Jan 092013
 
 January 9, 2013  Posted by  Court, Featured News, Non-U.S.

How often have you seen me question a pro-privacy ruling? Not often, right? But a ruling in the UK does have me a bit concerned.

Mike Collett-White reports:

British actress Kate Winslet’s husband won a court battle on Tuesday stopping The Sun newspaper printing photographs of him “semi-naked” at a private fancy dress party several years ago.

Lawyers for Ned RocknRoll, 34, who married the “Titanic” star last month, argued that there was no public interest in the Sun publishing the pictures, that it would be a breach of his privacy and it could lead to Winslet’s children being bullied.

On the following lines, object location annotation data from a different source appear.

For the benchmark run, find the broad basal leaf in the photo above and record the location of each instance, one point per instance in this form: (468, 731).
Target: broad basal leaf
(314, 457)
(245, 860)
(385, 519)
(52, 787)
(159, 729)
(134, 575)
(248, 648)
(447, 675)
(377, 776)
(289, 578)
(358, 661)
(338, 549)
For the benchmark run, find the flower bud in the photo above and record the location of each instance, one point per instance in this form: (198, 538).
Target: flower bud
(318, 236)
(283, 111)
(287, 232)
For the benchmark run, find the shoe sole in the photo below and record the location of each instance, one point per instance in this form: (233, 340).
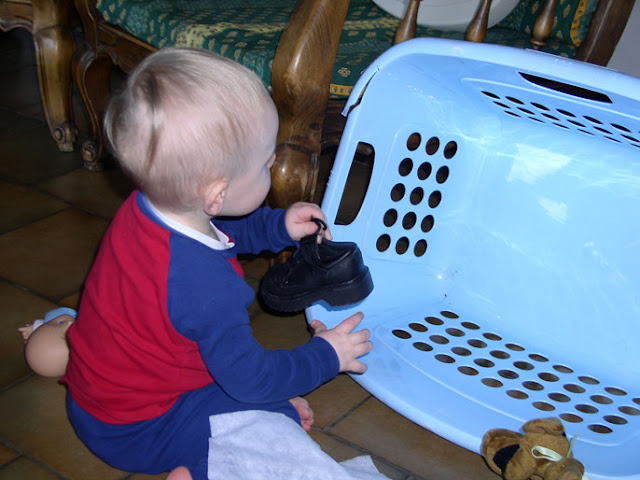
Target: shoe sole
(335, 295)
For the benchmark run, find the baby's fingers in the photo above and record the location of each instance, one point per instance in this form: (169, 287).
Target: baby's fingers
(357, 367)
(347, 325)
(317, 326)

According to the Press Association, the judge at London’s High Court ruled in favor of RocknRoll and ordered The Sun not to publish the pictures pending any trial, adding that he would give the reasons for his decision at a later date.

Read more on Reuters.

What’s interesting about this injunction (to me, anyway) is that the photo had already been publicly available on the Internet for two years. The Drum reports:

RocknRoll, the 34 year old nephew of Sir Richard Branson who changed his name from Edward Abel Smith, sought the injunction after the Sun newspaper attempted to print the image.

He won despite the offending image having been freely available on a friends Facebook page – which had no privacy settings, but have since been removed.

Niri Shan, head of media law at Taylor Wessing, said: “It is the first time that a Facebook page without any privacy settings has been subject of a successful injunction,” he said. “It is surprising that the fact it had been available on a public page for more than two years and could be seen by his 1,500 friends did not carry more weight.

“It is a worrying precedent for the media because Facebook is a big source of information for them.”

As much as I am for pro-privacy rulings, I’m not sure this was a good ruling. If courts are going to grant injunctions based on possible embarrassment to the children of the individual, then we are not really dealing with the adult’s privacy rights.  Should everyone who wants a paper blocked from printing an embarrassing picture that’s been circulating for years be entitled to an injunction, or only those who have children who could be impacted? Should only children of celebrities matter in terms of possible bullying, or all children?

Suggesting that there could be an injunction for pictures that one did not try to block for two years but suddenly finds problematic may be consistent with an EU notion of “right to be forgotten” or “right to delete,” but courts in the U.S. have generally not gone along with this type of thinking. So while UK privacy advocates may cheer this injunction, I’m not sure U.S. privacy advocates should.  Nor do such injunctions properly protect press freedom, as it’s somewhat shocking that the press should not be able to repeat something that has been freely available on the Internet for years.

Justice Briggs said he would reveal his reasons at a later date. I look forward to reading them.